The president offered prayers and support for those killed in the tragedy and offered words of encouragement for the wounded.

"We will all be with you as you learn to stand and walk and, yes, run again. Of that I have no doubt. You will run again," he said.

He noted the strength that Americans find in their faith in each other, love for each other, and for their country.

"That's why a bomb can't beat us.
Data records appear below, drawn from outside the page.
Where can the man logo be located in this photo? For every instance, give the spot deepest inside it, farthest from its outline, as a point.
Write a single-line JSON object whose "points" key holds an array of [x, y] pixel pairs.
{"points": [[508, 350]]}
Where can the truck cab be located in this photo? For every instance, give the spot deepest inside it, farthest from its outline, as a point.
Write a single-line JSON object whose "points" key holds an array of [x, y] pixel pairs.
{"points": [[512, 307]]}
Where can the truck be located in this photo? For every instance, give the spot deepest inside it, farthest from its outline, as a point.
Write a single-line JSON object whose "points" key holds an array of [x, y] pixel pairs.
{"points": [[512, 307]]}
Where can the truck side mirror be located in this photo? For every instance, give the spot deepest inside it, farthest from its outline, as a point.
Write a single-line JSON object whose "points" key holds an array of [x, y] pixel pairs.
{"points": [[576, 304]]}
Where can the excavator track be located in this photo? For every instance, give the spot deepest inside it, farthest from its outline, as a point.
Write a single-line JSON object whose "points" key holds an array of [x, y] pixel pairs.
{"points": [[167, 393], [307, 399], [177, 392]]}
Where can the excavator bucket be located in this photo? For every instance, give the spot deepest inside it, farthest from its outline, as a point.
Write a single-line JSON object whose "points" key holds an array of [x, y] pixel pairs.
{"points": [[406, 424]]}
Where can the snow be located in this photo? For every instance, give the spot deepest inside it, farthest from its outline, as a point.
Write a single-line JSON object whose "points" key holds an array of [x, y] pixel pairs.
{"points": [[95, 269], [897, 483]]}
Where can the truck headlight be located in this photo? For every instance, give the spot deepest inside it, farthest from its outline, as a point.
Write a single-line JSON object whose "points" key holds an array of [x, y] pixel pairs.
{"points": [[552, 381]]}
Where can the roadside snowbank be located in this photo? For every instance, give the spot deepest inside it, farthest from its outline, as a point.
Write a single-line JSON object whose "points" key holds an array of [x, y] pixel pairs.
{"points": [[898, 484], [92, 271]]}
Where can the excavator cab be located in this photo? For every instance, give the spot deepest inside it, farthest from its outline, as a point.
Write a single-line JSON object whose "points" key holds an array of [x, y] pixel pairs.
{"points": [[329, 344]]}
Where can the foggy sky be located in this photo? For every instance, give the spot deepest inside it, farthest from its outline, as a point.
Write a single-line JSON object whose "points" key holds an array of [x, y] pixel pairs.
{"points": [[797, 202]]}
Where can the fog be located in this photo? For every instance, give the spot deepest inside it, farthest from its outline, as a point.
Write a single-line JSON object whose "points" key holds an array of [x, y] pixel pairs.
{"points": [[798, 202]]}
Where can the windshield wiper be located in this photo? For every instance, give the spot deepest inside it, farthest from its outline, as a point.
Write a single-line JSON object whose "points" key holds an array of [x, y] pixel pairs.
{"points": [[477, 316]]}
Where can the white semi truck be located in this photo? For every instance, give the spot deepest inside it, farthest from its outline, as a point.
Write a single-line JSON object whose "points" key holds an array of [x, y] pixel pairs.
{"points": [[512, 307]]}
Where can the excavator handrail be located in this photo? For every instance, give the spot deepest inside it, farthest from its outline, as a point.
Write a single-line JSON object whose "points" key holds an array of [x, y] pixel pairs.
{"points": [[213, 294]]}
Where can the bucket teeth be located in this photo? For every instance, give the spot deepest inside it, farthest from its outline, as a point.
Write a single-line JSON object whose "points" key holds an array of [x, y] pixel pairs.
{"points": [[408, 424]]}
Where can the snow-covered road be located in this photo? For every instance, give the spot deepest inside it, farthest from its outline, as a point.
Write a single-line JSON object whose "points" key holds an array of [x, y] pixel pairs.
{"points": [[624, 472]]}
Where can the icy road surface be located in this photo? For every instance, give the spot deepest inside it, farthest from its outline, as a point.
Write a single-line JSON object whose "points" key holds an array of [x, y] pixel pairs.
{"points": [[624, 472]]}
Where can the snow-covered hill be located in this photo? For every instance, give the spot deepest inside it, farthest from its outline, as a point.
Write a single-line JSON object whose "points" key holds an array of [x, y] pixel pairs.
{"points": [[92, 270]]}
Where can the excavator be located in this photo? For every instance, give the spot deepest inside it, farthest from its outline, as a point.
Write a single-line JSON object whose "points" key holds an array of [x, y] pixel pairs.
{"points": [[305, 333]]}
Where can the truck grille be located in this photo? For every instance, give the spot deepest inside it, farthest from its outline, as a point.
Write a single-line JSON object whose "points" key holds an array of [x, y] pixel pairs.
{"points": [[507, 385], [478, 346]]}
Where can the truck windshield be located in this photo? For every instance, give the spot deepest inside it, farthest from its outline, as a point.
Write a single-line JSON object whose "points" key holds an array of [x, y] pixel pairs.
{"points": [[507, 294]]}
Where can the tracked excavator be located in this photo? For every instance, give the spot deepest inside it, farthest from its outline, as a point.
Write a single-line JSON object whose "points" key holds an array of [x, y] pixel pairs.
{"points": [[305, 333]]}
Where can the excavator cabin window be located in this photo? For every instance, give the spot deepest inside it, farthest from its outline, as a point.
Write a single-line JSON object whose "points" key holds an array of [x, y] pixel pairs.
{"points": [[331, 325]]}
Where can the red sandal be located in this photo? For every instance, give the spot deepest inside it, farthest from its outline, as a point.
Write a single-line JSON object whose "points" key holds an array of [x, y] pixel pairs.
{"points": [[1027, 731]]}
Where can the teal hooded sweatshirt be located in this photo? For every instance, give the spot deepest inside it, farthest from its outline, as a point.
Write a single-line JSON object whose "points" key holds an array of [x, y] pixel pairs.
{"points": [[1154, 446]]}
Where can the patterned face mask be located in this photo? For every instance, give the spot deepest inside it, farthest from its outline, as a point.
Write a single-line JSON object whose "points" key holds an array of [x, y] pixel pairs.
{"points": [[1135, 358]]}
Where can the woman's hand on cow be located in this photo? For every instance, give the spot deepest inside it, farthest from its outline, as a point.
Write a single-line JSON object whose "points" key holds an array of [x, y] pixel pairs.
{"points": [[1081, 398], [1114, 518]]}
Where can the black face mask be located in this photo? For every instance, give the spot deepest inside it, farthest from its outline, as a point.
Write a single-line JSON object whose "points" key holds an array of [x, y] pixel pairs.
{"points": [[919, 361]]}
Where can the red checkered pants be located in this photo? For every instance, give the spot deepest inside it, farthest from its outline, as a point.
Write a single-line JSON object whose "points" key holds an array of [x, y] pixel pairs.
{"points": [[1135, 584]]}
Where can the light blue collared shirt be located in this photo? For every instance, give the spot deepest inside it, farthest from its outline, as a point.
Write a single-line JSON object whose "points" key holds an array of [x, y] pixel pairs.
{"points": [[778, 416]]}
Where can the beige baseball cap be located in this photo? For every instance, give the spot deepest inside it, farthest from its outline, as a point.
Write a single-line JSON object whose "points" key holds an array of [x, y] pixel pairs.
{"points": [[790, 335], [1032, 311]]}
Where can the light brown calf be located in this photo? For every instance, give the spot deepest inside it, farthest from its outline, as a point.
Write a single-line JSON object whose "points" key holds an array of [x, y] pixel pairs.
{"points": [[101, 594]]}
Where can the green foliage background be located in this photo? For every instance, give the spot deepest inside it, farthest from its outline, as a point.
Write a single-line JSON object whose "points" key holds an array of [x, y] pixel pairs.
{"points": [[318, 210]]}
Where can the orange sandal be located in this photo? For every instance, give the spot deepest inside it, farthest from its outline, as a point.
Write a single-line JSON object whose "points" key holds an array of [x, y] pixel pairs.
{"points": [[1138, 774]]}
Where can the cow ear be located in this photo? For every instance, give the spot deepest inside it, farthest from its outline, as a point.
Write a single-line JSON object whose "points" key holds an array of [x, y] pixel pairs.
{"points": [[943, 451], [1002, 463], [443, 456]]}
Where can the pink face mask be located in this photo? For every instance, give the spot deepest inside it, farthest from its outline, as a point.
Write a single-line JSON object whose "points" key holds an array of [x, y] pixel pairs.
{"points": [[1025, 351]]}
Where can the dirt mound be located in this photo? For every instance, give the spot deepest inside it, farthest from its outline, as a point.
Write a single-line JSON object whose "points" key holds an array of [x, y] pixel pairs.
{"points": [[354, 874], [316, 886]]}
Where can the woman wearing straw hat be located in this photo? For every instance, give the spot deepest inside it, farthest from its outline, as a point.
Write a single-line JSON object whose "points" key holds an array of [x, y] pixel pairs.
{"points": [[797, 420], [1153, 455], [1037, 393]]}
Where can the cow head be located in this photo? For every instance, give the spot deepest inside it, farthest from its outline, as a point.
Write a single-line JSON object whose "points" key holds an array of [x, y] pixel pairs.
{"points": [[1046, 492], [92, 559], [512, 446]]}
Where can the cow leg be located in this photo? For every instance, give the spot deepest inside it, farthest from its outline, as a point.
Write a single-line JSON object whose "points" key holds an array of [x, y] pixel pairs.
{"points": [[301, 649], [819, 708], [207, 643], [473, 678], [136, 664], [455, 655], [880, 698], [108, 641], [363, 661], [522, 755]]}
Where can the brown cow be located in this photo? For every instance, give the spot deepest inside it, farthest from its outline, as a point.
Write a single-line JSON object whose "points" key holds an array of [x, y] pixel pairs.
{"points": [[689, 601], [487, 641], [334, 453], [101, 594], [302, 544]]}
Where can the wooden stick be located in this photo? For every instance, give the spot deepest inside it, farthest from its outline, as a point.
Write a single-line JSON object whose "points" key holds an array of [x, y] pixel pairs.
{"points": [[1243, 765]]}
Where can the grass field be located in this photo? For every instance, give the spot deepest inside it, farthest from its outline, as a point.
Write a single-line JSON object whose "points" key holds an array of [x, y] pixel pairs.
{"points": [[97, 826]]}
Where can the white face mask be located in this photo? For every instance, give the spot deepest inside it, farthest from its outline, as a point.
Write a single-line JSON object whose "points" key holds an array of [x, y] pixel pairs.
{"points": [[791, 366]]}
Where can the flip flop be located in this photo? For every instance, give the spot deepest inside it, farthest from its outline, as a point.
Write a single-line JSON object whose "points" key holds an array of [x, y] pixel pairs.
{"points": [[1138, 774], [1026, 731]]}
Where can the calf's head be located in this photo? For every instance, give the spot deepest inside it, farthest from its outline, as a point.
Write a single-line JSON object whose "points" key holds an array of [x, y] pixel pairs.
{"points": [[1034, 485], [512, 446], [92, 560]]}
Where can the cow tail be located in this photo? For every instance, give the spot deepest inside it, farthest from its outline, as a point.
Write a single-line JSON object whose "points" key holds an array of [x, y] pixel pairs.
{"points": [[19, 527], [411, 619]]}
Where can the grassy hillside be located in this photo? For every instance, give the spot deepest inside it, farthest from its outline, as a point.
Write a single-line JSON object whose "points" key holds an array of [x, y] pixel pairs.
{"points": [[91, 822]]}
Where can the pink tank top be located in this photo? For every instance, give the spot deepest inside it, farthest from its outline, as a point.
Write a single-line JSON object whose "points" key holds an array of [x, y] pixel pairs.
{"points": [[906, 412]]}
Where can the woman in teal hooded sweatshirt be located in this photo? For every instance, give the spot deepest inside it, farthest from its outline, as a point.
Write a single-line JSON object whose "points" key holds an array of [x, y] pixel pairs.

That's why we don't hunker down. That's why we don't cower in fear. We carry on. We race. We strive. We build, and we work, and we love," he said.

"And this time next year, on the third Monday in April," he said, "the world will return to this great American city to run harder than ever, and to cheer even louder, for the 118th Boston Marathon."

Yo-Yo Ma, the world famous cellist and musician and a Cambridge resident, told The Pilot that musicians he spoke with at the cathedral that day told him they hoped to contribute their talents toward a first step in healing.

"I think this is one of the moments when faith and music really come front and center into our lives, because whenever tragedy strikes we need to show up to reaffirm our beliefs and our values. I think the fact that we see so much of the citizenry of this community show up shows how strong we are," he said.

CNS material contributed to this story.